Computer monitors are made of up tiny rectangular cells called pixels and images are constructed from these tiny cells. The size and distance of the cell from each other determines the quality of the images produced – the smaller and closer, the better. This in essence increases the size of files needed to store the data.
When images are magnified and the number of pixels is kept the same, the number of each pixel grows therefore, causing the image to become pixilated when viewed with the eyes. This means that a small picture becomes grainy when it is zoomed out or the resolution is increased beyond a certain threshold.
Designers convert jpg to vector to eliminate this problem. Vector graphics stores the shapes, line and color that make up an image as a mathematical formula. Hence, when enlarging the image, the vector program recreates the image using this formula thereby creating the best possible screen image with the given screen resolution.

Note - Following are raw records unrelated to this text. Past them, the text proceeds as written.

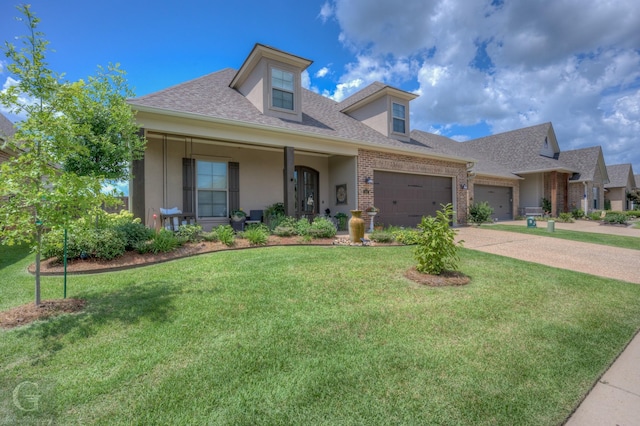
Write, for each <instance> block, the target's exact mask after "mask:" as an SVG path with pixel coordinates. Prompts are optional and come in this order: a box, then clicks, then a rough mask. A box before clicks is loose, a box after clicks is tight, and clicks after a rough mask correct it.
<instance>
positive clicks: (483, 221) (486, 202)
mask: <svg viewBox="0 0 640 426" xmlns="http://www.w3.org/2000/svg"><path fill="white" fill-rule="evenodd" d="M492 214H493V207H491V206H490V205H489V203H488V202H486V201H483V202H481V203H474V204H473V205H471V207H469V221H470V222H473V223H475V224H476V225H480V224H481V223H485V222H491V215H492Z"/></svg>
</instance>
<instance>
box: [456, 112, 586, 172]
mask: <svg viewBox="0 0 640 426" xmlns="http://www.w3.org/2000/svg"><path fill="white" fill-rule="evenodd" d="M549 136H552V137H553V138H555V134H554V132H553V126H552V125H551V123H543V124H538V125H536V126H531V127H525V128H522V129H517V130H512V131H509V132H504V133H498V134H495V135H492V136H485V137H482V138H478V139H473V140H470V141H468V142H461V143H463V144H465V145H467V148H469V149H470V150H471V151H470V152H472V153H474V156H477V157H479V158H480V159H487V160H492V161H496V162H499V163H500V164H502V166H503V167H504V168H505V169H507V170H509V171H510V172H511V173H515V174H527V173H536V172H545V171H554V170H555V171H561V172H567V173H574V172H575V171H576V170H574V169H573V168H572V167H569V166H567V165H565V164H563V163H561V162H559V161H558V160H557V159H556V158H551V157H546V156H543V155H541V154H540V153H541V151H542V149H543V146H544V143H545V140H546V139H547V138H548V137H549Z"/></svg>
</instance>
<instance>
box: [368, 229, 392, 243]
mask: <svg viewBox="0 0 640 426" xmlns="http://www.w3.org/2000/svg"><path fill="white" fill-rule="evenodd" d="M369 239H370V240H371V241H375V242H377V243H391V242H393V241H394V240H395V237H394V236H393V234H392V233H391V232H389V231H373V232H372V233H371V234H369Z"/></svg>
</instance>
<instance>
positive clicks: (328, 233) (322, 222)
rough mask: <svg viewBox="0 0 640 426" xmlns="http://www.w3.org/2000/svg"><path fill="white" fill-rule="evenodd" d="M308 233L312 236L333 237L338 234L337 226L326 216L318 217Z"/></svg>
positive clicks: (313, 237)
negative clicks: (326, 217)
mask: <svg viewBox="0 0 640 426" xmlns="http://www.w3.org/2000/svg"><path fill="white" fill-rule="evenodd" d="M308 233H309V235H310V236H311V237H312V238H333V237H335V236H336V226H335V225H334V224H333V222H331V221H330V220H329V219H327V218H326V217H317V218H315V219H314V220H313V223H312V224H311V227H310V228H309V231H308Z"/></svg>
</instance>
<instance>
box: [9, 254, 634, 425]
mask: <svg viewBox="0 0 640 426" xmlns="http://www.w3.org/2000/svg"><path fill="white" fill-rule="evenodd" d="M411 253H412V249H411V247H378V248H371V247H311V246H309V247H270V248H264V249H255V250H238V251H227V252H220V253H214V254H208V255H202V256H197V257H193V258H189V259H182V260H177V261H173V262H168V263H164V264H159V265H154V266H149V267H144V268H139V269H134V270H129V271H122V272H115V273H107V274H99V275H86V276H71V277H69V280H68V295H69V297H78V298H83V299H86V300H87V302H88V303H87V307H86V309H85V311H84V312H82V313H80V314H75V315H65V316H61V317H58V318H56V319H52V320H49V321H46V322H40V323H34V324H32V325H29V326H25V327H22V328H16V329H12V330H8V331H7V330H5V331H0V424H13V423H17V422H18V421H23V422H25V423H27V422H32V423H34V424H35V423H36V422H46V421H49V420H51V421H53V422H54V423H56V424H70V423H73V424H109V425H112V424H247V425H254V424H305V425H307V424H341V425H348V424H368V425H369V424H372V425H373V424H384V425H387V424H473V425H478V424H480V425H482V424H491V425H495V424H504V425H513V424H532V425H557V424H560V423H562V422H563V421H564V419H565V418H566V417H567V416H568V415H569V414H570V413H571V412H572V410H573V409H574V408H575V407H576V406H577V404H579V402H580V401H581V399H582V398H583V396H584V395H585V394H586V393H587V392H588V391H589V389H590V387H591V386H592V385H593V384H594V382H595V381H596V380H597V378H598V377H599V375H600V374H601V373H603V372H604V371H605V370H606V369H607V367H608V366H609V365H610V363H611V362H612V361H613V360H614V359H615V357H616V356H617V355H618V354H619V352H620V351H621V350H622V349H623V348H624V346H625V345H626V343H627V342H628V341H629V340H630V339H631V338H632V337H633V335H634V333H635V332H636V330H638V329H639V328H640V286H637V285H632V284H628V283H623V282H620V281H615V280H610V279H604V278H598V277H593V276H588V275H583V274H579V273H573V272H570V271H565V270H559V269H553V268H549V267H545V266H541V265H536V264H531V263H526V262H521V261H517V260H513V259H509V258H505V257H499V256H494V255H490V254H485V253H481V252H474V251H471V250H466V249H463V250H462V251H461V270H462V271H463V272H464V273H466V274H467V275H469V276H471V278H472V282H471V284H470V285H468V286H464V287H447V288H431V287H421V286H419V285H417V284H414V283H413V282H411V281H408V280H407V279H405V278H404V276H403V273H404V272H405V271H406V270H407V269H408V268H409V267H411V266H412V265H413V260H412V256H411ZM0 259H1V260H0V274H1V275H2V277H3V280H2V281H3V284H1V285H2V290H1V291H2V298H1V300H0V309H6V308H8V307H12V306H18V305H20V304H23V303H27V302H29V301H31V300H32V296H33V294H32V293H33V277H31V276H30V275H28V274H27V273H26V272H25V268H26V266H27V264H28V263H29V262H30V261H31V260H32V256H30V255H27V253H26V252H25V251H20V250H16V249H8V248H6V247H0ZM5 277H6V278H5ZM61 295H62V278H60V277H46V278H44V279H43V298H59V297H61ZM25 384H26V385H25ZM16 389H18V390H19V392H16ZM28 390H29V391H30V392H31V394H36V395H38V396H39V397H40V399H39V400H38V403H37V404H36V405H34V403H33V402H32V401H31V405H29V400H26V402H24V403H23V404H22V405H21V404H17V405H21V406H23V408H25V406H26V407H28V408H33V411H22V410H20V409H18V408H17V405H16V404H15V400H16V398H17V399H18V402H20V401H21V400H20V398H23V397H25V396H23V395H21V394H20V392H24V391H28ZM27 396H28V395H27Z"/></svg>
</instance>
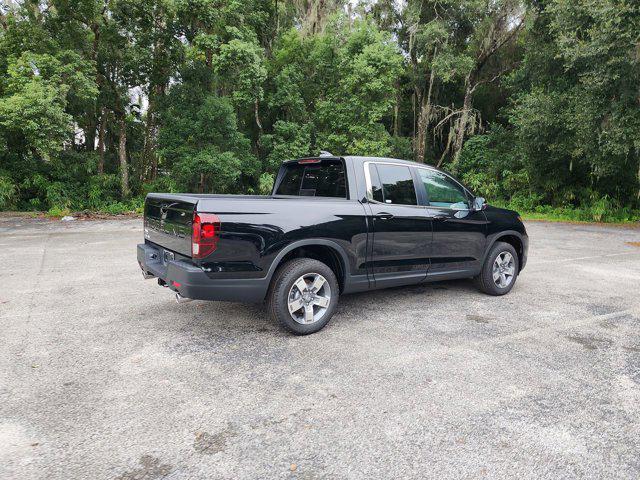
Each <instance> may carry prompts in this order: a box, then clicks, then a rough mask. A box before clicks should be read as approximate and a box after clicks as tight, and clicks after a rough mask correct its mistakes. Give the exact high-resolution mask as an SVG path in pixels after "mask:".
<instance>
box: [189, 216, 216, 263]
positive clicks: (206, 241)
mask: <svg viewBox="0 0 640 480" xmlns="http://www.w3.org/2000/svg"><path fill="white" fill-rule="evenodd" d="M219 238H220V219H219V218H218V216H217V215H215V214H213V213H197V212H194V214H193V236H192V237H191V256H192V257H193V258H205V257H207V256H209V255H210V254H211V253H212V252H213V251H215V249H216V248H217V246H218V239H219Z"/></svg>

This means that since the vector program recreates the image using mathematical formulae, it can scale the image to any size as long as the screen resolution permits it. Printing such images to paper gives a much sharper and clearer image with higher resolution than what shows on the screen.
The software to convert jpg files to vector is usually very expensive. The much less expensive ones have limited color reproduction capacity.
To convert jpg to vector with unlimited color capacity, open-source software might be the solution. Follow the steps carefully.
1. Browse for an open source vector imaging software called Inkscape.
2. Click the download link and run the program to install it on your computer.
3. After installation, click ‘Open Program’. Not much advanced knowledge is needed to use this program as it is very user-friendly.
4. Select ‘File’ from the drop-down menu bar at the top and, select ‘Import’. Choose the Jpg file you need to convert and proceed.
5. From the drop-down menu bar, select ‘Path’ and then ‘Trace Bitmap’. This action opens another window to adjust settings and there is a preview of the changes on the right.
6. Select the ‘Colours’ option and increase the number of ‘Scans’ several times
7. Click on the ‘Update’ menu. Increasing the number of scans increases the resolution, the file size and the speed at which the document will render. Play around with the settings to suit your image requirements and update it regularly.
8. Save the image as an.eps file and your jpg image is now vector!